Yes, I think we mostly agree life is part of the Earth, although our views differ on whether that relation is essential or accidental. I'll play it safe for now and will not endorse the statement about "creating many others" systems until I get to know exactly what you mean.
The only space programs of the Earth before humans came from asteroid impacts.
Count Lucanor wrote: December 30th, 2018, 11:17 pm
Greta wrote:Humans are not actually destroying the planet,
That's an important distinction I often make to nature lovers disguised as sustainability activists. After humanity is done destroying natural resources and making it hard for future generations, it will be our human habitat and our ways of living that will be in jeopardy. Large species of plants and animals might disappear, but the rest of nature, brute and indifferent, will be just fine and continue as it did before humans arrived. Interestingly, some environmentalists are actually more worried about turtles and rhinos than humans, which they would gladly wipe out of the face of the Earth.

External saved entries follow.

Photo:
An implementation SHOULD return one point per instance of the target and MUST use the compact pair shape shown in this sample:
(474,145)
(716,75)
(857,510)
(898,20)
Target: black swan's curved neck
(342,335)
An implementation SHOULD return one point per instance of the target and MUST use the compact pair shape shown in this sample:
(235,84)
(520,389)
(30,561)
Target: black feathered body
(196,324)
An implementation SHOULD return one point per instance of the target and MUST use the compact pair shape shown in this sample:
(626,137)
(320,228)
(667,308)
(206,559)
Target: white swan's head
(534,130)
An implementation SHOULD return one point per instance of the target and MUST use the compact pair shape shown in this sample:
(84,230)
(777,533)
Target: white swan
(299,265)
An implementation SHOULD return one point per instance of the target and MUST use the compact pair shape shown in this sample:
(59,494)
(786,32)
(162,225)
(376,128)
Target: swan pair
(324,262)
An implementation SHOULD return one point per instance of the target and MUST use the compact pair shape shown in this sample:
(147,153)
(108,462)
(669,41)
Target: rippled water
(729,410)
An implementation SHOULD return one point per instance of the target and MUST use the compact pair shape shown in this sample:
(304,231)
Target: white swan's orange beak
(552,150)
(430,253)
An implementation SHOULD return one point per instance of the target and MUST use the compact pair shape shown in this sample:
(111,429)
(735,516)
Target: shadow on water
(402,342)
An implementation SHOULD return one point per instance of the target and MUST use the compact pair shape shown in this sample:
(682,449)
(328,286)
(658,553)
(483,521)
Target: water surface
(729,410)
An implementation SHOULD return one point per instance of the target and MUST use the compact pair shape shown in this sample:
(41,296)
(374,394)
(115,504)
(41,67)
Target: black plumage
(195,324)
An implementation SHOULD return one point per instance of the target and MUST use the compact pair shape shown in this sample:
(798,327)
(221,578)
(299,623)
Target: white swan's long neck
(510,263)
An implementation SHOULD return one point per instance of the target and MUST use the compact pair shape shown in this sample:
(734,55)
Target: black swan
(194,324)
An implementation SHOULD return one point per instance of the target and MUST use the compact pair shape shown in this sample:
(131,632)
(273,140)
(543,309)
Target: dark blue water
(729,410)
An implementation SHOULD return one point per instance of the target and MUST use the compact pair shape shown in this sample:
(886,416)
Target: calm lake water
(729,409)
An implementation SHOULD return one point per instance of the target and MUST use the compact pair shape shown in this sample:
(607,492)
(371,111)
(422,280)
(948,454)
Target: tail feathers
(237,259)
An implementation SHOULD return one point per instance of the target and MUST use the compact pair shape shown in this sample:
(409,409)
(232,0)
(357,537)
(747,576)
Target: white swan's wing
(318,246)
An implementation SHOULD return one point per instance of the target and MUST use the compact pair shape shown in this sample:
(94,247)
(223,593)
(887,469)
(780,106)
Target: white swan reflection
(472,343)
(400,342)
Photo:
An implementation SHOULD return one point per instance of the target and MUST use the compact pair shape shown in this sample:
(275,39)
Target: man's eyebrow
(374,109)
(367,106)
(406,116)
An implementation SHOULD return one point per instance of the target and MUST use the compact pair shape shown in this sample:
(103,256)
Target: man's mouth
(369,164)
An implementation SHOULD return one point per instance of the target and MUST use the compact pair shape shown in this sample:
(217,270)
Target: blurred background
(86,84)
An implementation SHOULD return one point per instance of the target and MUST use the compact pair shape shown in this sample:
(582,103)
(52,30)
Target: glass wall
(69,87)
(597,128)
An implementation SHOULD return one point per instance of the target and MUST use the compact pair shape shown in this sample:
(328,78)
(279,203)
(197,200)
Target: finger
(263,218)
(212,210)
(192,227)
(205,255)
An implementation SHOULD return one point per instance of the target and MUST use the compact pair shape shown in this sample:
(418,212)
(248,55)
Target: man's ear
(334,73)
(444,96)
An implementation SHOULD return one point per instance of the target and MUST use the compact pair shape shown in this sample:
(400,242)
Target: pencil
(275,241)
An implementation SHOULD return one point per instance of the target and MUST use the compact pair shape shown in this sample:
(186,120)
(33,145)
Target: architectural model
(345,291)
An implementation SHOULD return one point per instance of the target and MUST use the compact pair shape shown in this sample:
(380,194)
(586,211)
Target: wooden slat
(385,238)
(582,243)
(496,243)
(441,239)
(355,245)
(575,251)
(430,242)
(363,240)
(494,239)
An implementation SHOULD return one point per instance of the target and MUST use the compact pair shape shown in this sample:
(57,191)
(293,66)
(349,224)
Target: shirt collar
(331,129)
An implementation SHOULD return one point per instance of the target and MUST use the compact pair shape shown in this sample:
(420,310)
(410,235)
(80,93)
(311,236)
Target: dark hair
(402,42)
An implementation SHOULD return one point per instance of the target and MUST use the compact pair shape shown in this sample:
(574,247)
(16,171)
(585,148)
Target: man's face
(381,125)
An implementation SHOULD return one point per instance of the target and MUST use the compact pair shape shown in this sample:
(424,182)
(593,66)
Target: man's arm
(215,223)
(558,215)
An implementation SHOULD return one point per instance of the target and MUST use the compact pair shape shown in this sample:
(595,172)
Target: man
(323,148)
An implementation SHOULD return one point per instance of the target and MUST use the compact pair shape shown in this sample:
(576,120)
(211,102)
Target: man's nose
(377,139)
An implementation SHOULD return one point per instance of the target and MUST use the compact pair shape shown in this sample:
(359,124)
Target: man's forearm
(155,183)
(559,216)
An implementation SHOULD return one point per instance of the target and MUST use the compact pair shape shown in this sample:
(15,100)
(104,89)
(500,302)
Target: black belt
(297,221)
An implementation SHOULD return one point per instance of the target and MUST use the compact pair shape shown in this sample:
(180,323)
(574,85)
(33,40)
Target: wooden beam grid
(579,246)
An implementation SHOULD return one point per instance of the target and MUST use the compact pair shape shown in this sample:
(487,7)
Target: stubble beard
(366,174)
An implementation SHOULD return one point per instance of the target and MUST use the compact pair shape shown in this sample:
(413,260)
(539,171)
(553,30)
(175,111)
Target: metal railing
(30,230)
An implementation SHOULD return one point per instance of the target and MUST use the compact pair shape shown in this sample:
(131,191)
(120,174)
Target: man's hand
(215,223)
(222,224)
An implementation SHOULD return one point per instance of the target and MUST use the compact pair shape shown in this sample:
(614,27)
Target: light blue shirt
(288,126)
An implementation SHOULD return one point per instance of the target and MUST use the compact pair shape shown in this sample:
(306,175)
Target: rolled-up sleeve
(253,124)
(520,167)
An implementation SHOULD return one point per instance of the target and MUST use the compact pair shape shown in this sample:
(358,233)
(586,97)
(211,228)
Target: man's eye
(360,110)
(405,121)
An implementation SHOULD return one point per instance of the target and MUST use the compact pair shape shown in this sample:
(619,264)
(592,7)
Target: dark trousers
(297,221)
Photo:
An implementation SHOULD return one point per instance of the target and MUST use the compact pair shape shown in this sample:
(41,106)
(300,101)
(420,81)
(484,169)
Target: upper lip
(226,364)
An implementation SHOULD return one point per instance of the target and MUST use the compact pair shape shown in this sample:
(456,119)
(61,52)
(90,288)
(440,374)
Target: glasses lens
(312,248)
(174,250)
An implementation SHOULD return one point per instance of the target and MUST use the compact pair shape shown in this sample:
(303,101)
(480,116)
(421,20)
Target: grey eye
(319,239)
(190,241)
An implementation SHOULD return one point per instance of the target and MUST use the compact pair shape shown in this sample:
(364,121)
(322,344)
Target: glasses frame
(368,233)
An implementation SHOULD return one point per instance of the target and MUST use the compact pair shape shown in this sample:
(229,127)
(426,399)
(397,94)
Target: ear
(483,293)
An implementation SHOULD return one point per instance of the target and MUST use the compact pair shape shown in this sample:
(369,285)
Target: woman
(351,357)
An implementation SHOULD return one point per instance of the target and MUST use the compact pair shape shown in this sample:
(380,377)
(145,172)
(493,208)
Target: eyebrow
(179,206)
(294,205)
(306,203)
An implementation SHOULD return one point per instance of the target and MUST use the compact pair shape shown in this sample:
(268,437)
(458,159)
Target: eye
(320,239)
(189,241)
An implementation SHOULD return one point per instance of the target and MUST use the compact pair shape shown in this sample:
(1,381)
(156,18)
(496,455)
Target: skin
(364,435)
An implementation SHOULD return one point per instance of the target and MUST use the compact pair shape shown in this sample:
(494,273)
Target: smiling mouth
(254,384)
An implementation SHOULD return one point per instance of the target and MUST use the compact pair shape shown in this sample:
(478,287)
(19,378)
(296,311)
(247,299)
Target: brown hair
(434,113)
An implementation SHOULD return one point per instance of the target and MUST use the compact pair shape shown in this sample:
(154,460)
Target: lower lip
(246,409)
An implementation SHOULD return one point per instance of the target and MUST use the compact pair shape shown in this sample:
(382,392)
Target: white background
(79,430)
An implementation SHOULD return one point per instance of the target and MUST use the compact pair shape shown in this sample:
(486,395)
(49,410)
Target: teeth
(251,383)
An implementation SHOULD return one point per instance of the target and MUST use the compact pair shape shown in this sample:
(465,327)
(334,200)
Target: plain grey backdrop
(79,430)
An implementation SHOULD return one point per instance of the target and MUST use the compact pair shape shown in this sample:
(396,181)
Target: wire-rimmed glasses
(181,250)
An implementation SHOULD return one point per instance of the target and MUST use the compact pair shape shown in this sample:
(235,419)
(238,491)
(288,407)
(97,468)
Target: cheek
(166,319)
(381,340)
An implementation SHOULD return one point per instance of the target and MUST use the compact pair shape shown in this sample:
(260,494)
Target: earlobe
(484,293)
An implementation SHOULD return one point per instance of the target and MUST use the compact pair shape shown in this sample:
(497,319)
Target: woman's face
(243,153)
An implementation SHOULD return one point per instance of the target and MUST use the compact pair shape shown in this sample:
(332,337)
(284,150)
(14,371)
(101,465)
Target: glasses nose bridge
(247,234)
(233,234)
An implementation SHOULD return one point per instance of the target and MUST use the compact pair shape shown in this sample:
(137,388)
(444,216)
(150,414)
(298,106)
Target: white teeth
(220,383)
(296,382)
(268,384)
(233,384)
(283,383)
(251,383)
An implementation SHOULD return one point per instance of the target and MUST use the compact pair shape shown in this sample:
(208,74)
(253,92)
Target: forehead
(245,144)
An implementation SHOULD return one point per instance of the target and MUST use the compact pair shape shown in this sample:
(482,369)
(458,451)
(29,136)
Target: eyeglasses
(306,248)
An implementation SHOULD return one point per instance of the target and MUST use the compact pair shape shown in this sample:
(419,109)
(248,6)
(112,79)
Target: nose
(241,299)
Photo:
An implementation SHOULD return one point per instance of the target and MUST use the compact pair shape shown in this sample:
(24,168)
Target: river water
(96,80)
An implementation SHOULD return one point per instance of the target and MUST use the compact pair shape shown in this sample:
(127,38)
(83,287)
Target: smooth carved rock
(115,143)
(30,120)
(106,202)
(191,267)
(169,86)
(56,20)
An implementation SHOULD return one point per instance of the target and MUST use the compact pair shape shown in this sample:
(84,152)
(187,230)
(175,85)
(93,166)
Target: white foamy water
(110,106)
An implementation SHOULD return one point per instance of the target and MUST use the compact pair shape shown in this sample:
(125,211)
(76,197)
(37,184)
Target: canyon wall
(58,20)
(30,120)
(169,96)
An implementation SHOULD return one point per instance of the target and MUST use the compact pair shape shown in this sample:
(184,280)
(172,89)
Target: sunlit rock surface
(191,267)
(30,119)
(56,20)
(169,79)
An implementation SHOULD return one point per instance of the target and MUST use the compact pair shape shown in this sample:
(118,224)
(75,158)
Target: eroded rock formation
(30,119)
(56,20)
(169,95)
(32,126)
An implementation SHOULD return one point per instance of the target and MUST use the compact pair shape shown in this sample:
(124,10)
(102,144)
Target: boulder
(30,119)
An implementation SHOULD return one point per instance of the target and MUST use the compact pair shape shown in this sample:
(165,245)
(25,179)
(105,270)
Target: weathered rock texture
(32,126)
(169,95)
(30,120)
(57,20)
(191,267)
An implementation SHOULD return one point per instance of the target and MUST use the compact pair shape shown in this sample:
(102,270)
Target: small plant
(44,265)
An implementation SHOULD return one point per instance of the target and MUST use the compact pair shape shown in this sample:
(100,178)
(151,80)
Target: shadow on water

We are overcrowded so it's only natural that people would rather there be fewer of us. Their main concern is that the culling occurs far away.
Count Lucanor wrote: December 30th, 2018, 11:17 pm
Greta wrote:The biosphere is reforming, as always, and continuing to become smarter.
I have to cast doubt on that claim. Although we certainly have the potential, it seems that we are those remote hunter-gatherers with high-tech toys. Even the geniuses who designed them can be as stupid in their general views about the world as the consumers that have no idea how they are made of.
So far it has become smarter and smarter. Never mind the Neolithic leadership - it's the wheels turning beneath the corruption that keeps everything going that is intelligent. Also, in this I think we gain a clearer picture by thinking in terms of millennia rather than decades.